Atal Bihari Vajpayee Vishwavidyalaya
- Motto: योगः कर्मशु कौशलं
- Motto in English: Excellence in Action is Knowledge
- Type: Public
- Established: 2012
- Affiliations: UGC, AIU
- Chancellor: Governor of Chhattisgarh
- Vice-Chancellor: A. D. N. Bajpai
- Location: Bilaspur, Chhattisgarh, India 22°04′35″N 82°09′53″E﻿ / ﻿22.0765°N 82.1646°E
- Campus: Rural;
- Website: www.bilaspuruniversity.ac.in

= Atal Bihari Vajpayee Vishwavidyalaya =

University in Chhattisgarh

Atal Bihari Vajpayee Vishwavidyalaya, renamed from Bilaspur University, is a public state university located in Bilaspur, Chhattisgarh, India. It is established by the Gazette notification on 03.02.2012 of Chhattisgarh Act No 07, 2012, the Chhattisgarh Vishwavidyalaya (Amendment) Act, 2011 and came in to its existence in June, 2012. The University is situated on in front of Koni Police Thana ,Bilaspur- Ratanpur Road, Koni ,Bilaspur (C.G) 495009.

Founded in 2012, it is a teaching-cum-affiliating university which affiliates colleges and has 6 departments. After the act, it was initially located at Old High Court in Bilaspur, Chhattisgarh and presently the campus is in Koni, Bilaspur, Chhattisgarh. University has more than 110 affiliated colleges which includes UG, PG and Ph.D. programs.
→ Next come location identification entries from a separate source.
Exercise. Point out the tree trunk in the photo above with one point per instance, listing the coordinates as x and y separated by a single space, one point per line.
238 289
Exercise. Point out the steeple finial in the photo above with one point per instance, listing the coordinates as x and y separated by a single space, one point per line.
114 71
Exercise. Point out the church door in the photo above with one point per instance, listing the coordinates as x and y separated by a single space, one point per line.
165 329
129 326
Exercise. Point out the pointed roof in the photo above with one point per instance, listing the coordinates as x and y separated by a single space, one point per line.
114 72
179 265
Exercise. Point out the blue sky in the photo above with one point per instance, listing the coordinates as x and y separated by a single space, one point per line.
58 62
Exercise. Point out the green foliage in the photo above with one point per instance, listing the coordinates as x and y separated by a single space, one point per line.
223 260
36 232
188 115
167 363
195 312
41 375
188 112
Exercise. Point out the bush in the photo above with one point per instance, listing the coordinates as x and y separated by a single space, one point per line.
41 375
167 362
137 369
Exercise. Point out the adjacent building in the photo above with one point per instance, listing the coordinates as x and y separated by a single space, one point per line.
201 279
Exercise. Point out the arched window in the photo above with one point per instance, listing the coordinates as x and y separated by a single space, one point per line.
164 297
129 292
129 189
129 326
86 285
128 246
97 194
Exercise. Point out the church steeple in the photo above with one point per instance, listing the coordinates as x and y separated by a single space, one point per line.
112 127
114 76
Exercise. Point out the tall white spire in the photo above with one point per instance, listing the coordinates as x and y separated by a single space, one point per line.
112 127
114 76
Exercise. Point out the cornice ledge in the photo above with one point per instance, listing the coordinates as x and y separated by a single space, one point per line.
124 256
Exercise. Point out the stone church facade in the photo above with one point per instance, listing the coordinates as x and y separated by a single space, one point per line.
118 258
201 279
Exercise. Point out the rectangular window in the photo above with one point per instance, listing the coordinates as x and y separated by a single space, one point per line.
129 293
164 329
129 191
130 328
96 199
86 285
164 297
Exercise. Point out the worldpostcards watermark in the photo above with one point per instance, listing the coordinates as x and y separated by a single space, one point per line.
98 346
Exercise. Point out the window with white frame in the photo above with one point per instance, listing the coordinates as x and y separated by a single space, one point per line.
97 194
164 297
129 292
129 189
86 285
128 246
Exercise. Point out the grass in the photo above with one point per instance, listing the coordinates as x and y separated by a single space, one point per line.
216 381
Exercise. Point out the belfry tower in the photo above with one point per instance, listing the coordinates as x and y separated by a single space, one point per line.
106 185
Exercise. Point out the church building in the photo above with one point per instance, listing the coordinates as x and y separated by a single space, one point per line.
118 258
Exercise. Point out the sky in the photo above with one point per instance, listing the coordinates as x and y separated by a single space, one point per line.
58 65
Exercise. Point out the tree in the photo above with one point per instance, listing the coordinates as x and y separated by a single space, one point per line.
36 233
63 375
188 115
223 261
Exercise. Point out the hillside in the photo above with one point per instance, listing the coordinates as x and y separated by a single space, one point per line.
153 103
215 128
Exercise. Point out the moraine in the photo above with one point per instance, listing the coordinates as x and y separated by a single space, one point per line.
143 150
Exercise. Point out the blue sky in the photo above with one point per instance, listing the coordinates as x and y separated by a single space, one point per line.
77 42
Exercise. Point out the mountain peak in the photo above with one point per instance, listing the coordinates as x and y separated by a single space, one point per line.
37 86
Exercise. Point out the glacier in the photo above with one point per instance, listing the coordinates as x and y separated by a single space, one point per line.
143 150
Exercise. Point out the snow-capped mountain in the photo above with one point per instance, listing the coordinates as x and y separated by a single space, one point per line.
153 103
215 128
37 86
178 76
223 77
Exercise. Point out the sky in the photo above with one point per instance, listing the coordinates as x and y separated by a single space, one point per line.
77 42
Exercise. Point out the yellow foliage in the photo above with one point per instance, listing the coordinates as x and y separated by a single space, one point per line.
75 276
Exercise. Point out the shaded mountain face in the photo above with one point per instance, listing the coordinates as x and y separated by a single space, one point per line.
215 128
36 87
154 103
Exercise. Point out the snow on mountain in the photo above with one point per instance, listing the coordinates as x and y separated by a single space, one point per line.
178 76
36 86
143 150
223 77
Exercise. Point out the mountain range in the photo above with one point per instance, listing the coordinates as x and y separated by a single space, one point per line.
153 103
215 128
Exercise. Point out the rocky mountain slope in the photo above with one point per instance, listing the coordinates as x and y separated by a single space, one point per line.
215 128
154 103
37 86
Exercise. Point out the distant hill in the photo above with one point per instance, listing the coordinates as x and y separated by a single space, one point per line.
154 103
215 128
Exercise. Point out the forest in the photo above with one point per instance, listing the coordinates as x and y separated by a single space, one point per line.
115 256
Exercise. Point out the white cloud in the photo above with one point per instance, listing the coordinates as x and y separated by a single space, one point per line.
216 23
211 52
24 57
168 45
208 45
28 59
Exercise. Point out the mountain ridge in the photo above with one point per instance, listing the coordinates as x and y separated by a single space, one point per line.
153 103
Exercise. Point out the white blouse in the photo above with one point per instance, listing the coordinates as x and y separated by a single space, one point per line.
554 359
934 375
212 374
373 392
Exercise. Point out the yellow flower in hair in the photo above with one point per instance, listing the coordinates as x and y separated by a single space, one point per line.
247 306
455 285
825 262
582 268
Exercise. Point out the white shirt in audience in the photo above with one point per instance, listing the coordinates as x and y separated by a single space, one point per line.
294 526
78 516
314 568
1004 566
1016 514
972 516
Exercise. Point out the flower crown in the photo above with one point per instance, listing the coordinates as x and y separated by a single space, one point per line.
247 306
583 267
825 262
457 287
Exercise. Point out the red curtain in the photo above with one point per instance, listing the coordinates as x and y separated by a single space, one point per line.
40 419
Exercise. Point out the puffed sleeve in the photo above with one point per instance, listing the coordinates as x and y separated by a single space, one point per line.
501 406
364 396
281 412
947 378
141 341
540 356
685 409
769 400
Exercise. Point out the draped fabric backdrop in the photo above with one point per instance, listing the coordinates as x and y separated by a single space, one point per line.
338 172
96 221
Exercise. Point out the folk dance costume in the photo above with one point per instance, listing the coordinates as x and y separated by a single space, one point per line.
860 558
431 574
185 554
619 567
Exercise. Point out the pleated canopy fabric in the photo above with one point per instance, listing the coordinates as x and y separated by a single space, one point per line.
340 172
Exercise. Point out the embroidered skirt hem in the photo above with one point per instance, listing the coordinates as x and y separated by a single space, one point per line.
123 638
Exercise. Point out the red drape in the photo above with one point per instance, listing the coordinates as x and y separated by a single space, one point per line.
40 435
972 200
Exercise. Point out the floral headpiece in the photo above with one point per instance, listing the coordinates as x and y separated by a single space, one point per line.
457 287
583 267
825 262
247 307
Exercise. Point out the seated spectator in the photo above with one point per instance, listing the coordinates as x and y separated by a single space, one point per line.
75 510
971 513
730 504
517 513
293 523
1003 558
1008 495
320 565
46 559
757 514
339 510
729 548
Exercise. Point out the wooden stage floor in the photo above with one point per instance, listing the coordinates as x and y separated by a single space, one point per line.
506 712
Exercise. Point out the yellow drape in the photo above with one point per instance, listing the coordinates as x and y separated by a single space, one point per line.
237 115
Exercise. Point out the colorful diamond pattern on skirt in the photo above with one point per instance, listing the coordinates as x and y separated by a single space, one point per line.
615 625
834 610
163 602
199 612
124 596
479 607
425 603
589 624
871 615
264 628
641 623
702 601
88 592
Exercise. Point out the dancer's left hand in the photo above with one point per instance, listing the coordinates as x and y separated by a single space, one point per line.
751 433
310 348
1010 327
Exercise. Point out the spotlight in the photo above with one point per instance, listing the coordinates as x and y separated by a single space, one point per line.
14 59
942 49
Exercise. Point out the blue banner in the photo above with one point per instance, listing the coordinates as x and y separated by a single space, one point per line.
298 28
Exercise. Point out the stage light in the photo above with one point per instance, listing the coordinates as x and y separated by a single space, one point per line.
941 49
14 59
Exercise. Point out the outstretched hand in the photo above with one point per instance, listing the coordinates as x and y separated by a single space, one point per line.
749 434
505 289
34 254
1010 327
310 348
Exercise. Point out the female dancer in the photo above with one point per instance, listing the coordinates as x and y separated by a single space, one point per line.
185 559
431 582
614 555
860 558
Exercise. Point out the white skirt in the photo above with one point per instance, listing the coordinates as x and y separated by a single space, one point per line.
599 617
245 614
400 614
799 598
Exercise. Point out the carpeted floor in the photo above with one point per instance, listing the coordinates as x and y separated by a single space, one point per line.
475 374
In a report by Dainik Bhaskar, the newspaper states that positions for professors in the University were not filled due to State Government disapproval.

==Academics==
Atal Bihari Vajpayee University offers Bachelor and Masters as well as various Diplomas and certificate programs in many disciplines.
- Bachelor of Commerce (Hons.)
- Masters of Commerce
- Bachelor of Science in Food Processing & Technology
- Master of Science in Food Processing & Technology
- Bachelor of Science in Computer Science & Application(Hons.)
- Master of Science in Computer Science & Application(Hons.)
- Bachelor in Hotel Management (BHM)
- Master of Science in Microbiology & Bio-Informatics
- PG Diploma in Yoga sciences.

==Affiliated colleges==
Its jurisdiction extends over 4 districts: Bilaspur, Gaurela-Pendra-Marwahi, Korba, and Mungeli.